1年間の自動車事故による死者数は、2023年度には2678人でした。1970年代から比べると、ずいぶん減りました。
ところが、日本ではこの死亡者の中でも、「歩行中」あるいは「自転車乗車中」での事故によるものが世界の中でも群を抜いて高いです。
日本での「歩行中」あるいは「自転車乗車中」での事故死亡者は、自動車事故死亡者全体の何と52.6%です。
アメリカでは19.9%、イギリスでは31.1%、ドイツでは28.2%、フランスでは21%、そしてスウェーデンでは19.9%となっています。(2019年)
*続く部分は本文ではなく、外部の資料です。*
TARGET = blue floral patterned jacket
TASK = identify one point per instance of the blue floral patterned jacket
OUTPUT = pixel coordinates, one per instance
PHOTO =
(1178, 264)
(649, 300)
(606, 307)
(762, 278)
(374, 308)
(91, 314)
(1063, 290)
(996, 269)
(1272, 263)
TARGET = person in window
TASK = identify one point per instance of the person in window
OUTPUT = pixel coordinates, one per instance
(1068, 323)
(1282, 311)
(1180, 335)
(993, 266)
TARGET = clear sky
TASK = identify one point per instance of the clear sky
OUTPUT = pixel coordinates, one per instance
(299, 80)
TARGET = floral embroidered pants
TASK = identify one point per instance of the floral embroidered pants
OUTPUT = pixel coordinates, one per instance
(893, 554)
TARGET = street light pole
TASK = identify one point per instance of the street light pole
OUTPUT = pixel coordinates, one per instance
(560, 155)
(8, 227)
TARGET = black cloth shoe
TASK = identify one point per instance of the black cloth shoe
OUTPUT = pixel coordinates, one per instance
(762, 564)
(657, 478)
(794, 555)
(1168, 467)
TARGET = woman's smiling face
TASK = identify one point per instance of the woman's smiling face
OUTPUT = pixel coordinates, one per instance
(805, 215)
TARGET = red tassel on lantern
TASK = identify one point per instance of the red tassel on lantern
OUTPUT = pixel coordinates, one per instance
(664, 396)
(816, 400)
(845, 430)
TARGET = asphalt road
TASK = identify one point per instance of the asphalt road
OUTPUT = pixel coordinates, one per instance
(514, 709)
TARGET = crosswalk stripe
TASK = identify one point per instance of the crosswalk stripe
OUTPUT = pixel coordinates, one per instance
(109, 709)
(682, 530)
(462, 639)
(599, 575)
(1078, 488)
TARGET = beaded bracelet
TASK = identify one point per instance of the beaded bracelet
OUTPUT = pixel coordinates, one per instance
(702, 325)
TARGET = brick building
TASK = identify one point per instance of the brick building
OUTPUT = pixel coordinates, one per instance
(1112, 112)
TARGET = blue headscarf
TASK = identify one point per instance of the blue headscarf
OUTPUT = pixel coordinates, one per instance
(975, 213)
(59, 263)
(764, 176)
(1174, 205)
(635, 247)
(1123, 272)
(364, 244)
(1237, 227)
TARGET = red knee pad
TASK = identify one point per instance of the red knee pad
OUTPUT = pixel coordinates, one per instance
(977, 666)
これは、日本の道路構造の不完全さによって被害が発生していると思われます。
そして前回も触れたように、日本の場合、自動車通行の多さが樹冠被覆率の減少に結びついていきます。
日本は、どうしてこのようないびつな人間軽視の自動車大国になったのでしょうか。
先述のように、自動車こそが発展の輝かしいシンボルで、その存在がちやほやされたというのもあるでしょう。
同時に、戦後のアメリカによる要請という問題もありました。
1956年4月、日本政府は日本での最初の高速自動車道の建設に際して、世界銀行に100万ドル以上の融資を求めました。
世界銀行はラルフ・ワトキンスを団長とする調査団を日本に送って調査をさせました。ワトキンス調査団は同年8月報告書を提出して、名神高速道路建設を強く推薦しました。それ以降、日本の自動 車関係者にとってワトキンス報告書は言わばバイブルのような役割を果たし続けました。
その厳しい国土に自動車道路を建設することによって、日本の建設技術が格段に上がったというプラスの側面もあったでしょう。
しかし同時に、この報告書が、自動車道路を無批判に建設し続ける始まりになったことも否めません。
戦後日本の占領の基本政策をつくる委員会がありました。その政策の要となったものが2つありました。
1つは、当時深刻だったアメリカ余剰農産物の処理を日本でできるように、日本の農業の仕組みを作っていったこと。(注1)
そしてもう1つが、自らの利益を度外視して戦争協力に尽くし、特に対日戦争でその効果が大きかったアメリカの自動車産業に日本をマーケットとして差し出すことでした。
これによって、自動車重視(歩行者・住民軽視)の日本の社会構造のもとができたと言われています。(注2)
このように、当たり前になっている風景も、その成り立ちの理解や、外国との比較による相対化によって、実は当たり前どころか特殊な片寄ったものでしかないことが分かってきたりします。
その理解が進むと、ではどのような社会が望まれるかのヴィジョンも深まっていくと思います。
2024年11月30日
(注2)宇沢氏は、車道・歩道未分離の街路に安全な歩道を作ること、そのために道路の幅を両側に4mずつ拡げること、排気ガス騒音など自動車通行にともなう公害現象に歩行者が影響されないように歩道と車道の間に緩衝地帯を設け、並木を植えるなどすること、子どもの遊び場のために自動車の通行を禁止することなどを提案しています。
そのために必要な費用を東京都で24兆円と計算し、それは「自動車の社会的費用」として自動車使用者が負担すべきものとおっしゃっています。
すると当然、自動車保有台数は著しく減少し、利用されなくなる道路が生まれ、歩行者・住民重視の街路と街づくりが可能になるとおっしゃっています。このとき、巨大自動車産業はどのような反応を見せるのでしょう。